Parmi les professions au front aujourd’hui, les soignant.e.s à domicile. Le Courrier (au fait, n’oubliez pas de vous abonner si ce n’est pas déjà fait) a titré hier: « l’aide à domicile sous pression ». Il y a quelques mois, avant tout ça, j’avais écris un texte pour leur rendre hommage, qui devient d’autant plus d’actualité:
Par Anouk Dunant Gonzenbach
Un ange avec une grosse sacoche et un vélo
Son père vacille un peu, son père est veuf, il est resté tout seul un peu trop tôt mais c’est dans l’ordre des choses, son père habite dans les Constellations et se débrouille pour les commissions, enfin jusqu’à peu, il aime échanger avec les caissières de la Coop, les vraies, pas les machines, son père a la mémoire qui se remplit de trous, son père vacille, son père tombe.
Elle a deux enfants, un travail, un mari, elle essaie de se tenir à son kilomètre de natation bi-hebdomadaire pour tenir le tout ensemble, elle s’inquiète pour son père, elle fait des allers-retours sur St-Jean, elle gère, mais ça commence à faire beaucoup, elle s’inquiète de plus arriver à gérer, elle s’inquiète pour son père, pour la gestion, elle peut pas compter sur ses frères et sœurs qui ne donnent plus signe de vie, il ne faudrait pas qu’elle commence à vaciller.
Elle découvre l’ange avec une grosse sacoche et un vélo, qui peut venir chez son père. Ange parmi les anges de l’ombre qui sillonnent le quartier, les quartiers, jusque chez ceux qui ont vacillé, temporairement ou pas que. Les soignants à domicile, chez l’enfant cancéreux qui peut recevoir son traitement à la maison, chez les personnes handicapées qui ne rentrent dans les clous d’aucune structure, chez les personnes en fin de vie, chez les accidentés dont la convalescence ne peut se passer à l’hôpital, c’est compliqué les assurances.

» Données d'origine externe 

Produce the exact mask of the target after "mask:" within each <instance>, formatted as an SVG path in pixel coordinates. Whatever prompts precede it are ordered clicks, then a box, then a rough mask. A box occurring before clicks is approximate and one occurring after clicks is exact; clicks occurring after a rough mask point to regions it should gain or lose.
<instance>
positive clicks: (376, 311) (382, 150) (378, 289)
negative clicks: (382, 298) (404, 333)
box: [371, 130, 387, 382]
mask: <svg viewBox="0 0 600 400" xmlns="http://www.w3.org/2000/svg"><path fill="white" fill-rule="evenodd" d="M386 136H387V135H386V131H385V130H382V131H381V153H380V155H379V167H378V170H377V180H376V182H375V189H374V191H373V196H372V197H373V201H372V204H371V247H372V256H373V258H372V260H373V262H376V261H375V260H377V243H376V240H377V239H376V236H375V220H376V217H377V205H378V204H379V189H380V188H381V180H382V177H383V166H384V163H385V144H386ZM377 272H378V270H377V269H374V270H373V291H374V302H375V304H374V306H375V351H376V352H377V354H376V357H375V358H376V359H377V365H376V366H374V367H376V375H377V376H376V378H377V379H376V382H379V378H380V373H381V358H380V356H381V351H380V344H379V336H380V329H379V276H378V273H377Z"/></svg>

L’ange incognito en habit de ville prend le relai, il organise le transport pour un examen à l’hôpital, il fait venir une pédicure à domicile, il gère les mille et une petites choses qui deviennent une montagne pour son père, pour elle, l’ange vole au rond-point Jean-Jacques, entre dans la pharmacie, ramène les médicaments, l’ange change une ampoule.
L’ange à la frange bien nette et aux longs cheveux noirs n’est pas censé faire la vaisselle, passer un coup de poussière, nettoyer un lavabo, mais que voulez-vous, quand aucune ligne administrative n’est prévue pour ce genre de petits détails immenses, on ne se refait pas quand on est un ange, on agit entre les lignes, on fait ce qui doit l’être, on nourrit le chat, on met du bon sens, du sens, dans un système de remboursement qui souvent l’a perdu.
Au détour de l’avenue Gallatin, à l’angle des rues Miléant et des Confessions, sur la piste cyclable des Tilleuls elle repère désormais les anges avec une grosse sacoche et un vélo, parfois sur le trottoir du Devin-du-Village tirant une petite valise à roulettes, elle sait le relai, l’appui, le soulagement, le coup de pouce, elle n’a pas vacillé, son père remonte la pente, il continue sa route, l’ange aussi, les anges aussi, ces anges de la terre, les soignants à domicile.